旧枠版デザインのアスモラノマルディカダイスティナカルダカール(Asmoranomardicadaistinaculdacar)特別版公式カードギャラリーより引用
著者のアスモーも地獄料理書も、カードセット「リミテッドエディション(基本セット第1版)」 のGranite Gargoyle のフレイバー・テキストが初出である。後に、アスモーが主役の掌編Chef’s Surprise (短編集Distant Planes 収録)が発表され、地獄料理書の詳細も語られることになった。それ以降も2度、カードのフレイバー・テキストで取り上げられた。カードセット「モダンホライゾン2」 ではアスモーと地獄料理書だけでなく、アスモーの助手のインプやアスモーの料理がカードとなっている。
地獄料理書のカードメカニズム
地獄料理の発端となったヴィンセントは奈落の王(Lord of the Pit)であるデータベースGathererより引用
地獄料理書のカードメカニズムを掌編Chef’s Surprise での扱いと比較して読み解いてみよう。
伝説のアーティファクトではない:
このカードは「伝説」ではなく普通のアーティファクトである。地獄料理書はMTG史上最古かつ有名な書物ではあるのだが、掌編によると最初の地獄料理書は20冊同時に制作されている。アスモーの言葉を20体の墨インプ(Ink Imp)と呼ばれる地獄の生き物が口述筆記して20冊が作られたのだ。さらに掌編の最後では地獄料理書第2巻の構想を練っており、オリジナルから複製されたであろう写本の可能性まで含めるとさらに多くの地獄料理書が存在していたとみて間違いはない。そういうわけで、地獄料理書は伝説のアーティファクトではありえないのだ。
1つ目の起動型能力:
タップと手札1枚を捨てると、食物トークン1個が生成される。料理の手引きなので食物トークンができるのは至極当然だ。捨てる手札が食材なのだろう。
2つ目の起動型能力:
タップして4マナを払い、地獄料理書を生け贄に捧げることで、自分の墓地からクリーチャー・カード1枚を手札に回収できる。こちらもアスモーのストーリーを鑑みれば十分納得のいく説明ができる。
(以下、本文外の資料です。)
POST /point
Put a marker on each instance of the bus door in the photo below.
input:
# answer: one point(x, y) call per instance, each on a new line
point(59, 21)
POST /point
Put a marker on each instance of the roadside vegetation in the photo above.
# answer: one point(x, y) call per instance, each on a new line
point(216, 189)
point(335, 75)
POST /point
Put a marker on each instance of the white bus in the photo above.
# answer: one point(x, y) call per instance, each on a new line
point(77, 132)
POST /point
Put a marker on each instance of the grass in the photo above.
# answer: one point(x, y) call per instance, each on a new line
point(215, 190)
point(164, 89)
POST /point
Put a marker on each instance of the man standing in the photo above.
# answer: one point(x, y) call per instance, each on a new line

掌編ではアスモーは悪魔王ヴィンセントとの契約で7年と7日の間、専属シェフとして地獄で働き続けることになる。アスモーの料理の虜になったヴィンセントは契約が切れた後、アスモーの料理が食べられなくなることを心配し、レシピを書籍化するように指示した。こうして完成したのが「地獄料理書」である。時が過ぎ、ヴィンセントは別れを心底惜しみつつも、アスモーは契約期間を全うして地獄から解放された。名料理人は去ったが、ヴィンセントの手元には地獄料理書のレシピが残され、悪魔王が食事に難儀することはなくなったのだった。
以上のストーリーの流れを踏まえると、2つ目の起動型能力は、地獄料理書を悪魔に贈った引き換えにアスモーが地獄から解放され地上に戻ってきた、このストーリーの再現になっていると解釈できる。
地獄料理書のレシピ集
旧枠版デザインの地獄料理書特別版公式カードギャラリーより引用
アスモーは様々な変わった食材を活用した美食や珍味を生み出している。地獄料理書には彼女のレシピが収められており、いくつかのカードのフレイバー・テキストや掌編Chef’s Surprise において、多彩な料理の存在が語られている。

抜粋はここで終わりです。